Bird Sound Generator

The Generative Adversarial Network (GAN) is a recent framework proposed to improve the performance of generative models by introducing adversarial training techniques. For this, two different Artificial Neural Networks are trained simultaneously: a Generator, G, and a Discriminator, D. The Generator learns the distribution of the training data and tries to generate new samples from a random noise input, as similar as possible to the original samples. At the same time, the Discriminator wants to distinguish between real and generated samples.
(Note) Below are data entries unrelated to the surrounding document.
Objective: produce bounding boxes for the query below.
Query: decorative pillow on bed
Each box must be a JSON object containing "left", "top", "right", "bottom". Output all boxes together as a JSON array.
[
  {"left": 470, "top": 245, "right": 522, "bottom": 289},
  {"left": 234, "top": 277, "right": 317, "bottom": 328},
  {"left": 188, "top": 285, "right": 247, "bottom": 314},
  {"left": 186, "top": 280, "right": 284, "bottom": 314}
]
In conclusion, a GAN is a two-player game between the two ANNs.

The training of a GAN is made by alternatively passing the real samples and then the generated samples through the Discriminator, computing the classification loss. The Discriminator is then updated by backpropagation to minimize the classification loss of all samples and the Generator is updated to maximize the Discriminator’s loss for the generated samples, that is, is updated to generate better and better samples, increasingly similar to the real ones.

The most common applications for GANs are with image data, and these models are currently capable of generating unbelievably real and high quality pictures. Moreover, the quality of style transfer results became spectacular with the use of Cycle-GANs, a more recent variant of these generative models. Finally, the integration of GANs with NLP (Natural Language Processing) methods even made possible for computers to create images just by reading a text label. Sounds like science fiction right? Look at the examples below!
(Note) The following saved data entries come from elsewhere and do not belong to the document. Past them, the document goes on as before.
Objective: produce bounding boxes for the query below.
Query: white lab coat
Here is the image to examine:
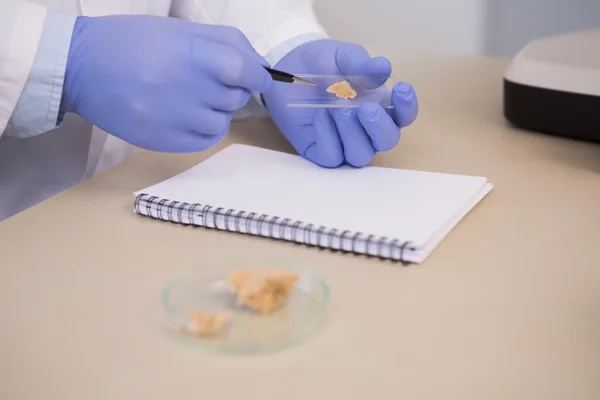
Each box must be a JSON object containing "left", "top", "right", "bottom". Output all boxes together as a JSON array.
[{"left": 0, "top": 0, "right": 327, "bottom": 221}]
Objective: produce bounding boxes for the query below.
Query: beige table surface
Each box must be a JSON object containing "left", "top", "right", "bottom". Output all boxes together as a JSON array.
[{"left": 1, "top": 53, "right": 600, "bottom": 399}]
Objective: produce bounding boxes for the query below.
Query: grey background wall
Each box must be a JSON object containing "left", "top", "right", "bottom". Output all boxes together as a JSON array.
[
  {"left": 482, "top": 0, "right": 600, "bottom": 56},
  {"left": 313, "top": 0, "right": 600, "bottom": 57}
]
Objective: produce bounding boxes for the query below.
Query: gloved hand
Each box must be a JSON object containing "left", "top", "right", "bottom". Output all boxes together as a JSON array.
[
  {"left": 62, "top": 15, "right": 272, "bottom": 152},
  {"left": 262, "top": 40, "right": 418, "bottom": 167}
]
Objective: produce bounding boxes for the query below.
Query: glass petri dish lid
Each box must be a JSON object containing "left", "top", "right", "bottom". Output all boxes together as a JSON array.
[{"left": 161, "top": 262, "right": 330, "bottom": 355}]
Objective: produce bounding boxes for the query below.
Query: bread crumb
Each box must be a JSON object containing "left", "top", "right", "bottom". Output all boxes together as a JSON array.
[
  {"left": 326, "top": 80, "right": 357, "bottom": 100},
  {"left": 228, "top": 269, "right": 299, "bottom": 314},
  {"left": 185, "top": 310, "right": 231, "bottom": 338}
]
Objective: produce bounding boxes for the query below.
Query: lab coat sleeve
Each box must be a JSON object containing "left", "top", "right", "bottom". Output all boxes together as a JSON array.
[
  {"left": 0, "top": 1, "right": 47, "bottom": 138},
  {"left": 6, "top": 10, "right": 76, "bottom": 139},
  {"left": 169, "top": 0, "right": 329, "bottom": 116}
]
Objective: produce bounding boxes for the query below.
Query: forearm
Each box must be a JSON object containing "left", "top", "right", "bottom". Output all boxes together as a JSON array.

In the first image we can see hyper realistic pictures of imaginary celebrities, entirely generated by a GAN. The second one is an example of style transfer done by a Cycle-GAN, allowing toggling between Monet like paintings and photos, and the last example shows the potential of fusing NLP with GANs.


GANs and Sounds

Having some experience with GANs and images (check my Master Thesis on this page), I thought it would be cool to try the capabilities of these models with sound data, that is, simple 1D arrays. I’ve seen some cool experiments like this, so why not do it myself?

After some research, I decided to use the British Bird Song Dataset from Kaggle to get the sound data, and Tensorflow as the main library for deep learning.
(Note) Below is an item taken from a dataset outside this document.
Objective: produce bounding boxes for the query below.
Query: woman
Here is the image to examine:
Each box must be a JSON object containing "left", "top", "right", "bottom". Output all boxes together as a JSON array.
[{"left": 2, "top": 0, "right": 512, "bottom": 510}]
First of all, these were all the imports needed to run this project,:

import tensorflow as tf
for g in tf.config.experimental.list_physical_devices('GPU'):
    tf.config.experimental.set_memory_growth(g, True)
import numpy as np
import os
import soundfile as sf 
import glob
import random
import sys
import pandas as pd

Dataset

The dataset is composed of 264 sound files (.flac extension) with different durations and bird songs. To open the files as arrays in Python I used the soundfile library.

Example of a sound file from the dataset

Loading and preparing the data

Now we have to load and prepare the data! The files have different sizes and are too big to be fed to a simple Neural Network, so let’s also create a function to split the files in 5 chunks:

split_size = 5

def chunks(x, n):
    n = max(1, n)
    return [x[i:i+n] for i in range(0, len(x), n) if len(x[i:i+n]) == n]

def load_dataset():
    sounds = []
    rates = []
    min_chunk_size = float('inf')
    for filename in glob.glob('dataset/songs/*.flac'):                                              
        data, samplerate = sf.read(filename, dtype='float32')   
        seconds = len(data)/samplerate
        num_chunks = int(seconds/split_size)
        if num_chunks > 0:
            chunk_size = int(len(data) / num_chunks)
            if chunk_size < min_chunk_size:
                min_chunk_size = chunk_size
            splitted = chunks(data, chunk_size)    
            splitted = [np.array(c) for c in splitted]
            sounds.extend(np.array(splitted))
        rates.extend([samplerate]*len(splitted))
    sounds = [s[:min_chunk_size] for s in sounds]
    return sounds, rates, min_chunk_size

After loading all files and splitting them it into smaller pieces, we end up with a list of 3414 arrays, and each one of these is then cropped to match the size of the smaller one. That way all elements of the list have the same length and correspond to some seconds of bird sounds.

Building the models

Both the Generator and the Discriminator are a simple Multi Layer Perceptron (MLP), that is, an Artificial Neural Network with only dense layers of neurons. The loss function used for both will be the Binary Cross Entropy Loss and the optimizer will be the Adam Optimizer.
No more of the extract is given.